Methods: Premenopausal women were recruited during their annual screening mammogram at the Washington University School of Medicine in St. Louis, MO. Untargeted lipidomic profiling for 982 lipid species was performed at Metabolon (Durham, NC®), and volumetric measures of MBD (volumetric percent density (VPD), dense volume (DV), and non-dense volume (NDV)) was assessed using Volpara 1.5 (Volpara Health®).

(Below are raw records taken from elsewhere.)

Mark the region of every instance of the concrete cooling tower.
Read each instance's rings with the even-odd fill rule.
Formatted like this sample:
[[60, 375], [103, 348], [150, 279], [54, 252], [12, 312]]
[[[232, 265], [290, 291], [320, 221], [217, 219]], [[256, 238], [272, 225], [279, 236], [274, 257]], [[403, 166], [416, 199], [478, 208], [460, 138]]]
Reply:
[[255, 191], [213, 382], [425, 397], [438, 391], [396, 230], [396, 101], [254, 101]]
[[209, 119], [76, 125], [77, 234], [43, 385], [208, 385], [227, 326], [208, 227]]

We performed multivariable linear regression models to investigate the associations of lipid species with MBD and calculated the covariate-adjusted least square mean of MBD by quartiles of lipid species. MBD measures were log10 transformed, and lipid species were standardized. Linear coefficients of MBD were back-transformed and considered significant if the Bonferroni corrected p-value was < 0.05.
Results: Of the 705 premenopausal women, 72% were non-Hispanic white, and 23% were non-Hispanic black. Mean age, and BMI were 46 years and 30 kg/m2, respectively. Fifty-six lipid species were significantly associated with VPD (52 inversely and 4 positively). The lipid species with positive associations were phosphatidylcholine (PC)(18:1/18:1), lysophosphatidylcholine (LPC)(18:1), lactosylceramide (LCER)(14:0), and phosphatidylinositol (PI)(18:1/18:1). VPD increased across quartiles of PI(18:1/18:1): (Q1 = 7.5%, Q2 = 7.7%, Q3 = 8.4%, Q4 = 9.4%, Bonferroni p-trend = 0.02). The lipid species that were inversely associated with VPD were mostly from the triacylglycerol (N = 43) and diacylglycerol (N = 7) sub-pathways. Lipid species explained some of the variation in VPD. The inclusion of lipid species increased the adjusted R2 from 0.45, for a model that includes known determinants of VPD, to 0.59.
Conclusions: We report novel lipid species that are associated with MBD in premenopausal women. Studies are needed to validate our results and the translational potential.